Entonces, aprendimos que:
- La felicidad es demasiado efímera. Pasa rápido por al lado tuyo, te saca la lengua burlonamente y se va.
- Jamás se pierde el don de somatizar. Uno la pasa mal y se agarra enfermedades y/o malestares de todo tipo. Ejemplo: amigdalitis. Nunca tuve amigdalitis ni tantos días de fiebre.
- A propósito de la viñeta de arriba, más allá de que el malestar físico se deba a uno espiritual, hay cosas para rescatar. Se puede dormir bastante, lo que quiere decir que uno puede dejar de pensar por un rato ( a menos que se tengan sueños hirientes, pero bueno, no se puede todo en la vida).
- Hay que desterrar los momentos enfermos. Los amores no correspondidos también.
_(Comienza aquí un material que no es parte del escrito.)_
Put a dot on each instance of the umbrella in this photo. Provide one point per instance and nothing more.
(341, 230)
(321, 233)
- Nunca, jamás dejar de reírse de las cosas idiotas, tristes, molestas y angustiantes que a uno le suceden porque siempre lo ameritan.
- Los procesos para tratar de sacarse los recuerdos de la mente y el alma no sirven. Sí, una pena, por eso hay que inventar cosas nuevas para dejar de pensar constantemente en las cosas que fueron, que no fueron y que jamás van a ser. Por lo menos no como usted quiere.
- Los laboratorios son crueles. ¿Cómo es posible que confeccionen pastillas tan enormes cuando uno tiene las amígdalas inflamadísimas?. No jodamos.
- Respirar hondo. De esa manera se desata (un poco, pero algo es algo) el nudo del pecho.
- No mirar el reloj. Menos darle importancia al calendario.
- Evitar las canciones hirientes. Aunque, seamos sinceros, es necesario escuchar esa lista de temas para sacar todo lo que uno tiene adentro, explotar y seguir de nuevo. Pero ojo, no se exceda, puede pasar de catarsis a fin del mundo.
- Las listas vuelven en estas ocasiones, es notable.